Navigating the Nuances: A Fine-grained Evaluation of Vision-Language Navigation
Zehao Wang, Minye Wu, Yixin Cao, Yubo Ma, Meiqi Chen, Tinne Tuytelaars
TL;DR
This paper argues that VLN evaluation has been overly coarse and proposes a fine-grained framework based on a context-free grammar (CFG) to decompose instructions into atomic categories. The NavNuances dataset, built from 90 Matterport environments, covers five atomic instruction categories (Direction Change, Vertical Movement, Numerical Comprehension, Landmark Recognition, Region Recognition) and uses an iterative CFG-LMM workflow with human refinement. Benchmarking diverse models, including zero-shot GPT-4-vision variants, reveals strong gains in directional and landmark tasks but persistent challenges in numerical comprehension and region understanding, as well as biases in turning decisions. The work highlights the need for better integration of numeric, layout, and directional reasoning and suggests avenues for automated CFG induction to advance VLN evaluation and system design.
Abstract
This study presents a novel evaluation framework for the Vision-Language Navigation (VLN) task.

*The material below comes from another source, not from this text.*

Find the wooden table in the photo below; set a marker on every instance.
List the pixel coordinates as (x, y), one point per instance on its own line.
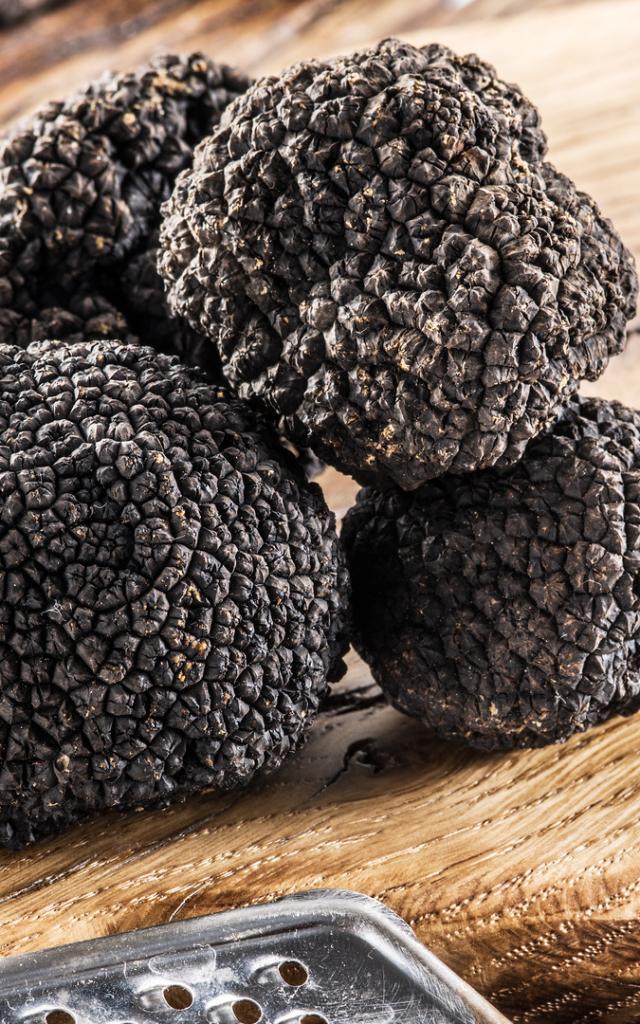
(522, 871)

It aims to diagnose current models for various instruction categories at a finer-grained level. The framework is structured around the context-free grammar (CFG) of the task. The CFG serves as the basis for the problem decomposition and the core premise of the instruction categories design. We propose a semi-automatic method for CFG construction with the help of Large-Language Models (LLMs). Then, we induct and generate data spanning five principal instruction categories (i.e. direction change, landmark recognition, region recognition, vertical movement, and numerical comprehension). Our analysis of different models reveals notable performance discrepancies and recurrent issues. The stagnation of numerical comprehension, heavy selective biases over directional concepts, and other interesting findings contribute to the development of future language-guided navigation systems.